The ubiquity of WordPress creates a danger of well-known security holes. Usually, updates to the core code and plugins close the gaps quickly. But your plugin developers and site administrators must regularly update your tools.
The danger is that to set up these in-site backup tools, you have to provide some credentials that will give WordPress access to write to your storage location. A compromise to your site’s code or the plugins could give a hacker access to your storage location, sending data from your storage location back to them.
Strategies for Better Storage Security
We’re going to walk through better WordPress security options you can use. Some of these can be combined into a better security plan for your WordPress site.

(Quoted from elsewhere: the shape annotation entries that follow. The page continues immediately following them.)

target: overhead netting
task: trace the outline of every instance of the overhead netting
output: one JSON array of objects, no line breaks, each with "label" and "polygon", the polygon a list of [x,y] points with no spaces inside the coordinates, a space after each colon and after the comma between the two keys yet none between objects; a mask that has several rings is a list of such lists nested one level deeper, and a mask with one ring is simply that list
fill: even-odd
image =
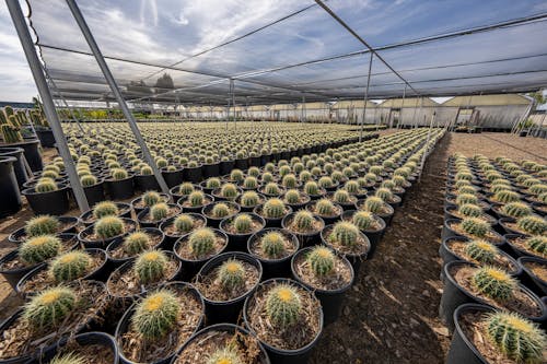
[{"label": "overhead netting", "polygon": [[[69,101],[113,101],[63,0],[28,0],[48,73]],[[374,57],[369,98],[537,90],[545,1],[330,0]],[[369,49],[314,1],[80,0],[128,102],[237,105],[363,98]],[[405,82],[406,81],[406,82]],[[408,84],[407,84],[408,83]]]}]

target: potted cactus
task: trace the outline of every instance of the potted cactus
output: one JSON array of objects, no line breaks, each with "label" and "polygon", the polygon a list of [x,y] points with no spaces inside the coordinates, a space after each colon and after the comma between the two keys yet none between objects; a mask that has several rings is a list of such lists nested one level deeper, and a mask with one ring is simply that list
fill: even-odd
[{"label": "potted cactus", "polygon": [[547,319],[545,303],[498,268],[452,261],[443,270],[445,284],[439,313],[451,331],[454,329],[454,310],[464,303],[482,303],[515,312],[536,322]]},{"label": "potted cactus", "polygon": [[465,304],[455,313],[446,364],[540,363],[547,338],[534,322],[485,305]]},{"label": "potted cactus", "polygon": [[208,324],[235,322],[245,298],[263,275],[260,262],[244,253],[224,253],[209,260],[196,277]]},{"label": "potted cactus", "polygon": [[117,268],[106,281],[108,293],[123,302],[162,284],[174,281],[181,272],[181,261],[173,253],[144,250]]},{"label": "potted cactus", "polygon": [[31,360],[59,339],[81,332],[101,317],[108,303],[104,284],[95,281],[42,291],[0,325],[0,360]]},{"label": "potted cactus", "polygon": [[135,302],[124,314],[115,338],[124,363],[170,363],[197,332],[205,304],[188,283],[172,282]]},{"label": "potted cactus", "polygon": [[289,277],[291,258],[300,248],[294,234],[282,228],[264,228],[247,242],[248,253],[263,265],[264,279]]},{"label": "potted cactus", "polygon": [[325,246],[299,250],[291,260],[292,275],[315,292],[323,308],[324,325],[340,315],[344,295],[353,283],[353,268],[341,255]]},{"label": "potted cactus", "polygon": [[[275,363],[306,363],[323,331],[321,302],[292,280],[260,283],[245,301],[243,317]],[[290,334],[296,328],[300,334]]]}]

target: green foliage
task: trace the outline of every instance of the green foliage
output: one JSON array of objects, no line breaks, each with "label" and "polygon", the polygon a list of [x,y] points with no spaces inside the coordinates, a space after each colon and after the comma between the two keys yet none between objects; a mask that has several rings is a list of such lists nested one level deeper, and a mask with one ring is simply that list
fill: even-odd
[{"label": "green foliage", "polygon": [[159,290],[137,304],[131,324],[146,340],[158,340],[175,330],[182,310],[173,292]]},{"label": "green foliage", "polygon": [[53,235],[39,235],[23,242],[19,247],[19,257],[27,265],[36,265],[57,256],[62,248],[59,238]]},{"label": "green foliage", "polygon": [[486,317],[487,339],[516,363],[540,363],[546,347],[545,333],[515,313],[497,312]]},{"label": "green foliage", "polygon": [[91,256],[85,251],[68,251],[51,261],[49,272],[56,282],[70,282],[84,277],[91,267]]},{"label": "green foliage", "polygon": [[61,223],[55,216],[39,215],[28,220],[25,224],[25,234],[28,237],[56,234]]},{"label": "green foliage", "polygon": [[270,324],[281,330],[293,327],[302,315],[302,297],[290,284],[277,284],[266,296]]}]

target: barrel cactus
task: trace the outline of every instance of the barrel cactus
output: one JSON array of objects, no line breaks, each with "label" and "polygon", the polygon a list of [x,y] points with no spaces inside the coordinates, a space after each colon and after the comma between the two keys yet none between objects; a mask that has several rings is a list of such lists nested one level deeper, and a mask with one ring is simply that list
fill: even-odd
[{"label": "barrel cactus", "polygon": [[131,324],[144,339],[158,340],[176,329],[182,310],[183,307],[173,292],[160,290],[137,304]]}]

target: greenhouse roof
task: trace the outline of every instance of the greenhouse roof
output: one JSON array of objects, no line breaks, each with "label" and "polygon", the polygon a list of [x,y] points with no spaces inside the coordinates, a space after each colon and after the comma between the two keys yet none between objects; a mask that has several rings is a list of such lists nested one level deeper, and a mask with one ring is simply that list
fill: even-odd
[{"label": "greenhouse roof", "polygon": [[[114,101],[63,0],[27,0],[54,96]],[[236,105],[547,85],[545,1],[81,0],[132,103]]]}]

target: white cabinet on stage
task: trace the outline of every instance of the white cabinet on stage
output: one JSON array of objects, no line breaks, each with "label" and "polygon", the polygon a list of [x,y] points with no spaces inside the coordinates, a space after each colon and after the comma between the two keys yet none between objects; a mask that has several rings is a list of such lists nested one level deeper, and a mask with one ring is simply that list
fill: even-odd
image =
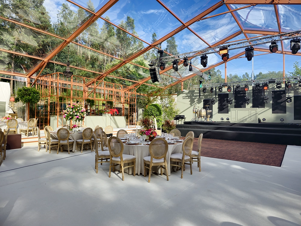
[{"label": "white cabinet on stage", "polygon": [[258,108],[231,108],[230,109],[231,122],[257,122]]}]

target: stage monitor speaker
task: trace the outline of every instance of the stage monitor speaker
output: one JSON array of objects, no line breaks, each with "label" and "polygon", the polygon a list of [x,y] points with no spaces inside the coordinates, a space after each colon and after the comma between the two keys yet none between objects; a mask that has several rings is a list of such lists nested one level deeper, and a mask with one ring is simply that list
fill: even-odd
[{"label": "stage monitor speaker", "polygon": [[159,74],[159,68],[157,67],[152,67],[150,68],[150,74],[151,81],[153,83],[160,82],[161,80]]}]

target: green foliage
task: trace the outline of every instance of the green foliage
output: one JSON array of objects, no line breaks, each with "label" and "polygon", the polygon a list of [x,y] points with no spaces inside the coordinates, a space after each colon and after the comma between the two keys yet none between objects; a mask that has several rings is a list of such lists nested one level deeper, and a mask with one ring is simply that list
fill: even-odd
[{"label": "green foliage", "polygon": [[17,97],[15,101],[18,102],[21,101],[23,103],[36,104],[41,99],[40,92],[34,87],[24,86],[19,88],[17,91]]}]

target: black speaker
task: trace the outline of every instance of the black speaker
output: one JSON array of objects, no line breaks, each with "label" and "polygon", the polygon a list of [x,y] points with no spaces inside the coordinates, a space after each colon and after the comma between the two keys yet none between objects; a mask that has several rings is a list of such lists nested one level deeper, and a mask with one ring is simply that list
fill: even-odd
[{"label": "black speaker", "polygon": [[159,68],[157,67],[152,67],[150,68],[150,78],[153,83],[160,82],[161,80],[160,74],[159,74]]}]

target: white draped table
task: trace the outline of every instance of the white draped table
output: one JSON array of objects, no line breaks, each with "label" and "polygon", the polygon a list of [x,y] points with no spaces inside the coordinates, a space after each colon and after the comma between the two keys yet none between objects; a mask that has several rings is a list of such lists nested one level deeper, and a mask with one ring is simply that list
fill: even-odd
[{"label": "white draped table", "polygon": [[[7,128],[7,125],[6,123],[0,123],[0,128],[2,130],[2,131],[4,131],[4,129]],[[20,129],[27,129],[27,122],[18,122],[17,125],[17,133],[20,133]]]},{"label": "white draped table", "polygon": [[[182,143],[183,142],[177,142],[174,144],[168,145],[168,150],[167,151],[166,155],[166,161],[167,163],[167,169],[168,171],[169,175],[170,175],[171,170],[170,167],[170,155],[173,153],[181,153],[182,152]],[[143,174],[143,158],[150,155],[149,150],[149,146],[143,145],[127,145],[124,144],[123,147],[124,154],[136,156],[136,174],[140,174],[141,173]],[[157,168],[156,169],[156,167]],[[116,169],[119,170],[119,168],[117,167],[115,168]],[[132,167],[130,167],[126,169],[125,172],[129,174],[132,174],[133,168]],[[159,173],[160,172],[160,167],[153,167],[153,170]],[[164,170],[163,173],[165,174],[165,171]]]}]

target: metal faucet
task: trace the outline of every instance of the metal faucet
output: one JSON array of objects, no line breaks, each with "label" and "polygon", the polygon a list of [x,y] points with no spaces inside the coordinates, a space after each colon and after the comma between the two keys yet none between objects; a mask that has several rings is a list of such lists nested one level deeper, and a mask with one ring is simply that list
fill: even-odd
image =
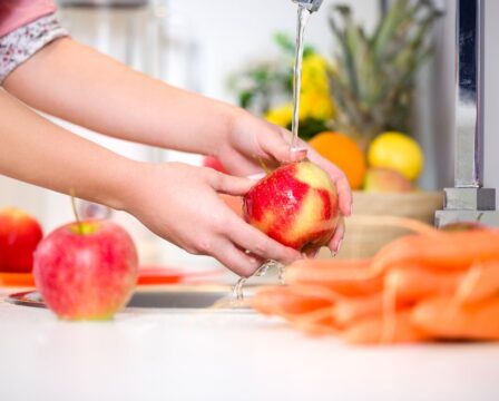
[{"label": "metal faucet", "polygon": [[304,7],[310,12],[315,12],[321,7],[323,0],[292,0],[292,1],[299,6]]},{"label": "metal faucet", "polygon": [[480,221],[499,226],[496,189],[483,188],[485,0],[458,0],[456,18],[454,187],[444,189],[437,226]]}]

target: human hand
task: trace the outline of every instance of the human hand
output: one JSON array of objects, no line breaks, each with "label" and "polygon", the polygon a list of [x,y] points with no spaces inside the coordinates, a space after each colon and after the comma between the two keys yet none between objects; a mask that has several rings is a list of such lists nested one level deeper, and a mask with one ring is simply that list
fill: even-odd
[{"label": "human hand", "polygon": [[213,256],[242,276],[265,260],[288,264],[302,257],[246,224],[218,196],[244,195],[254,185],[251,179],[179,163],[140,166],[124,208],[160,237]]},{"label": "human hand", "polygon": [[[283,163],[299,162],[307,157],[321,166],[334,182],[339,194],[339,206],[342,216],[352,212],[352,193],[344,173],[334,164],[323,158],[305,141],[299,140],[297,146],[305,151],[290,153],[291,133],[287,129],[255,118],[244,110],[234,111],[227,138],[219,144],[215,155],[232,174],[248,176],[262,173],[261,162],[270,167]],[[344,235],[344,219],[340,218],[336,231],[329,247],[333,253],[340,250]]]}]

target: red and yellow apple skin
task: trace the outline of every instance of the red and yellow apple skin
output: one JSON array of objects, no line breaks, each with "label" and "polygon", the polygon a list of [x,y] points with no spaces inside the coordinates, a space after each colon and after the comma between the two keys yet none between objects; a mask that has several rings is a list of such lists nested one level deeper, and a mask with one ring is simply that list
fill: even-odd
[{"label": "red and yellow apple skin", "polygon": [[14,207],[1,209],[0,272],[31,272],[33,252],[42,236],[40,224],[35,217]]},{"label": "red and yellow apple skin", "polygon": [[35,252],[35,283],[47,306],[66,320],[109,320],[137,281],[134,241],[108,221],[57,228]]},{"label": "red and yellow apple skin", "polygon": [[311,162],[284,165],[244,197],[246,222],[281,244],[304,253],[326,245],[340,216],[337,192]]}]

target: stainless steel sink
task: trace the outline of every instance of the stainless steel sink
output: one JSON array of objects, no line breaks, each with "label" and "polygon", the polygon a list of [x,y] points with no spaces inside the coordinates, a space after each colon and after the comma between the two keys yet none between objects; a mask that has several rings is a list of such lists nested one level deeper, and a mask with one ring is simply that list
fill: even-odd
[{"label": "stainless steel sink", "polygon": [[[232,288],[228,285],[172,285],[140,288],[134,293],[127,307],[206,310],[212,307],[217,301],[223,299],[229,300]],[[251,292],[251,288],[245,290],[247,295]],[[45,307],[43,300],[37,291],[12,294],[7,301],[16,305]],[[216,310],[248,311],[247,307],[232,307],[228,303]]]}]

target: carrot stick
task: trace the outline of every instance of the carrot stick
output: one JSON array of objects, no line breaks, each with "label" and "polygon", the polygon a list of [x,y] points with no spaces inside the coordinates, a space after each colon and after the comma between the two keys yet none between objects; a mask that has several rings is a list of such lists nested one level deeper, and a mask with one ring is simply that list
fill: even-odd
[{"label": "carrot stick", "polygon": [[479,262],[471,266],[457,288],[458,303],[480,302],[499,295],[499,261]]},{"label": "carrot stick", "polygon": [[438,339],[499,340],[499,296],[468,305],[429,299],[415,306],[411,321]]},{"label": "carrot stick", "polygon": [[358,296],[339,301],[333,306],[333,317],[340,326],[372,315],[381,315],[383,309],[382,293]]},{"label": "carrot stick", "polygon": [[431,236],[408,235],[391,242],[374,256],[371,271],[381,274],[413,264],[456,271],[488,260],[499,260],[499,231],[440,232]]},{"label": "carrot stick", "polygon": [[462,272],[440,273],[419,265],[393,267],[384,276],[384,288],[393,291],[399,302],[415,302],[429,295],[452,294],[463,276]]},{"label": "carrot stick", "polygon": [[370,260],[301,260],[286,268],[291,285],[321,285],[342,295],[369,295],[382,288],[382,277],[369,271]]},{"label": "carrot stick", "polygon": [[253,309],[266,315],[292,319],[295,315],[331,306],[331,300],[311,293],[300,294],[287,286],[271,286],[260,290],[251,300]]},{"label": "carrot stick", "polygon": [[[353,344],[381,344],[384,343],[383,332],[383,317],[372,316],[354,323],[343,332],[342,336]],[[428,339],[424,332],[412,324],[409,311],[397,312],[390,343],[411,343]]]}]

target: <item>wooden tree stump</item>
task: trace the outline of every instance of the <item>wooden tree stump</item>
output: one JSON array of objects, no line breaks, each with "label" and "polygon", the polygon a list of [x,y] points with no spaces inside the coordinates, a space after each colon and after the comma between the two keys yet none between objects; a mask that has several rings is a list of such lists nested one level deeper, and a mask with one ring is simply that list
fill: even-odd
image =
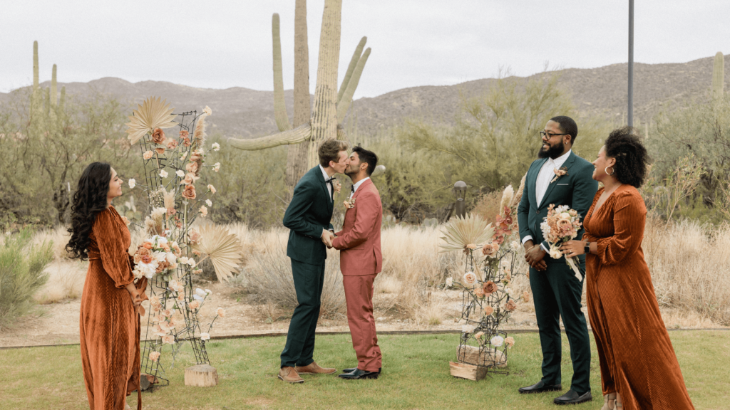
[{"label": "wooden tree stump", "polygon": [[197,387],[212,387],[218,384],[218,372],[206,364],[196,365],[185,369],[185,385]]},{"label": "wooden tree stump", "polygon": [[504,354],[501,350],[495,352],[492,349],[482,350],[480,354],[479,348],[475,346],[464,346],[457,348],[456,355],[459,363],[478,363],[484,365],[489,365],[492,363],[495,367],[507,367],[507,360]]},{"label": "wooden tree stump", "polygon": [[451,376],[461,377],[469,380],[478,381],[484,379],[487,375],[487,368],[467,365],[466,363],[455,363],[449,362],[449,367],[451,371]]}]

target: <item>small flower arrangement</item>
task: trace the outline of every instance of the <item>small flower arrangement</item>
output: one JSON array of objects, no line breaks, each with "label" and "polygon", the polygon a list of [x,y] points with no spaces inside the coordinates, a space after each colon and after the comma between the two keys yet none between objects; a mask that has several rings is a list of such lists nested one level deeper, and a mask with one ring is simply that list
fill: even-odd
[{"label": "small flower arrangement", "polygon": [[[580,214],[567,205],[556,207],[554,204],[548,206],[548,216],[540,223],[542,237],[550,244],[549,254],[553,259],[563,258],[560,247],[563,242],[572,241],[578,236],[580,230]],[[583,280],[583,275],[576,263],[575,258],[566,257],[568,266],[575,272],[575,277]]]}]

By setting up your site for HTTPS communication, you require all tools and communication to use encryption when transferring data. Unencrypted data poses a major danger. Traffic, page requests, purchase information, usernames and even passwords can be sent in clear text. Then, anyone who controls a server in the middle can read them. Encryption goes a long way toward protecting your site and your visitors.
This technique can sometimes be tricky and require a more knowledgeable web administrator. WP Beginner provides instructions or you can easily Google others. Amazon has made this process a lot easier to set up using their AWS tools.
There is an added benefit to moving to an HTTPS secure solution. Google now gives preferential status for search rankings to these sites! Who would have guessed that tightening your site’s security could help your site get more traffic?
Use FTP or Server for Backups
You can use a method similar the site backup method mentioned earlier only you would use server-side methods to transfer the data away from public traffic. You can then store your site’s data to a secure area on the same server that is not publicly accessible. This could also be mirrored to a separate server for additional protection.
FTP can be used similarly. As mentioned earlier, if you use this method, your backup can and should be set up using secure channels as well.
AWS S3 Buckets
A recent, inexpensive, and more secure location to store your backup using tools that send it to a cloud storage solution like an S3 bucket. These tools are readily available and there are many configuration options to control access.
Backup Storage Security and Efficiency
We’ve talked about improving the security of your site and your backup storage. Some automated solutions create one large image file of your site’s data and store it. Each time your site gets backed up, it produces another single file. Each time your site grows, or you need to move one of these files, you transfer one big file. The web bandwidth works much better when it can move smaller files in shorter bursts. Plus, if a hacker got ahold of one of these files, they get all the data stored in your site. The file might include sensitive data like unpublished pages, account logins, and credentials to other tools to which your site connects.
You don’t have to reinvent the wheel each time you build a site. It pays in the long run to learn a little more about how best to secure your site. Once you have the solution in place, it becomes fairly routine, problem-free maintenance. Take some of that time a WordPress solution saves and use it on regular site and plugin updates. Protect your site on behalf of your customers. But you may also protect against exploits to locations that you use to store your own personal information.